LOS ANGELES – Southern California gas prices rose at the third-fastest rate ever recorded for a one-week jump, but backed down slightly today after several days of wholesale price drops, according to the Auto Club’s Weekend Gas Watch. The average price for self-serve regular gasoline in California is $5.79, which is 28 cents higher than a week ago. The average national price is $3.87, which is one cent higher than a week ago.

The average price of self-serve regular gasoline in the Los Angeles-Long Beach area is $6.06 per gallon, which is 44 cents higher than last week, 71 cents higher than last month, and 51 cents higher than last year. In San Diego, the average price is $5.99, which is 39 cents higher than last week, 66 cents higher than last month, and 51 cents higher than last year.

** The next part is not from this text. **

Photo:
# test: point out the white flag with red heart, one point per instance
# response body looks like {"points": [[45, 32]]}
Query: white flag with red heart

On the Central Coast, the average price is $5.92, which is 39 cents higher than last week, 65 cents higher than last month, and 43 cents higher than last year. In Riverside, the average per-gallon price is $5.89, which is 39 cents higher than last week, 65 cents higher than last month and 49 cents higher than a year ago. In Bakersfield, the $5.72 average price is 34 cents higher than last week, 57 cents higher than last month, and 29 cents higher than a year ago today.

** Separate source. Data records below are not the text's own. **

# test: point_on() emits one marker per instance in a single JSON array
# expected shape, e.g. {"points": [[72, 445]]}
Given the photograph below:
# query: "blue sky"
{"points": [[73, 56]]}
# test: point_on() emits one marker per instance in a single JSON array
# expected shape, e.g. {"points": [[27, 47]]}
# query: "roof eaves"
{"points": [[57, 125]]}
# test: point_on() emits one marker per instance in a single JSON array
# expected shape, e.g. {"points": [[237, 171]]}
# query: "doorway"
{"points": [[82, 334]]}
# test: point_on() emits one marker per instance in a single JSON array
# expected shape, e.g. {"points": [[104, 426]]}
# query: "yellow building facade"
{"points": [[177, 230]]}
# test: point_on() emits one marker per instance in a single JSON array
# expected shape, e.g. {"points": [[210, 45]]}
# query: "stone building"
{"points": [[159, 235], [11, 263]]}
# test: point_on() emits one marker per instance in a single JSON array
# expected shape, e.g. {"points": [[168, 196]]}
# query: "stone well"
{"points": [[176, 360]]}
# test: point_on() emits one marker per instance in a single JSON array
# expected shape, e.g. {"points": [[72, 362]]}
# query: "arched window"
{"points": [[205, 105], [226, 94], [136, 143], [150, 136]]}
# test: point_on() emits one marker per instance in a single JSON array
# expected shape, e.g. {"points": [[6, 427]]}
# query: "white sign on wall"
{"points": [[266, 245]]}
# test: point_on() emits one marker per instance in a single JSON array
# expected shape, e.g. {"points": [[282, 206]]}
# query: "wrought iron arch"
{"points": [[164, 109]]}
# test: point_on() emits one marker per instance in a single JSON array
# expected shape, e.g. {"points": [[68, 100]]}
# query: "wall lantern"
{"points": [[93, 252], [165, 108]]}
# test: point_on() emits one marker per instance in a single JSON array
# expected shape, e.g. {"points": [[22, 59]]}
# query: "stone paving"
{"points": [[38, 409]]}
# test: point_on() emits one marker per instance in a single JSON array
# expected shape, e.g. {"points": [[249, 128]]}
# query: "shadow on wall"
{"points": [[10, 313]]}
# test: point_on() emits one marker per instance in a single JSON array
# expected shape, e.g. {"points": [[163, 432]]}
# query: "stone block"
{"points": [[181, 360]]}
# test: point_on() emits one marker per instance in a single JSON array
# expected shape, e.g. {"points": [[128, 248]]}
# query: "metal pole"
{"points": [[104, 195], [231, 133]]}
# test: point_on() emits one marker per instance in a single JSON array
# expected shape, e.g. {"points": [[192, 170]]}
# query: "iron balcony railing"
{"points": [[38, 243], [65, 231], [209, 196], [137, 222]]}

“Refinery production and imports have improved the Southern California fuel supply situation, causing wholesale prices to drop for the last few days,” said Auto Club spokesperson Doug Shupe. “According to Oil Price Information Service (OPIS), the PBF Energy refinery in Torrance and the Wilmington portion of the Phillips 66 refinery have both started multi-week planned maintenance projects this week. However, OPIS analysts say large shipments of imported gasoline are expected to arrive on the West Coast in the coming days, which will likely offset the upward pressure on pump prices caused by the refinery maintenance.”

The Auto Club reminds drivers of the following tips to save money on gas:

  • If you use premium unleaded fuel, make sure it is required for your vehicle, not just recommended. The Auto Club’s Automotive Research Center found that vehicles with recommended premium fuel performed safely with regular unleaded gasoline.
  • Make sure your tires are properly maintained and inflated to the correct level.
  • Maintain your car according to the manufacturer’s recommendations. Regular service will ensure optimum fuel economy.
  • Avoid “jackrabbit” starts and hard accelerations. These actions greatly increase fuel consumption.
  • Slow down and drive the speed limit. Fuel economy peaks around 50 mph on most cars, then drops off as speed increases. Reducing freeway speeds by 5 to 10 mph can increase fuel economy by as much as 14%.
  • Use cruise control on the highway to help maintain a constant speed and save fuel. However, never use cruise control on slippery roads because you could lose control of the vehicle.
  • Minimize your use of air conditioning.
  • Avoid extended idling to warm up the engine, even in colder temperatures. It’s unnecessary and wastes fuel.
  • Remove unnecessary and heavy items from your car.
  • Minimize your use of roof racks and remove special carriers when not in use.
  • Download the AAA App to find the cheapest gas prices near you. 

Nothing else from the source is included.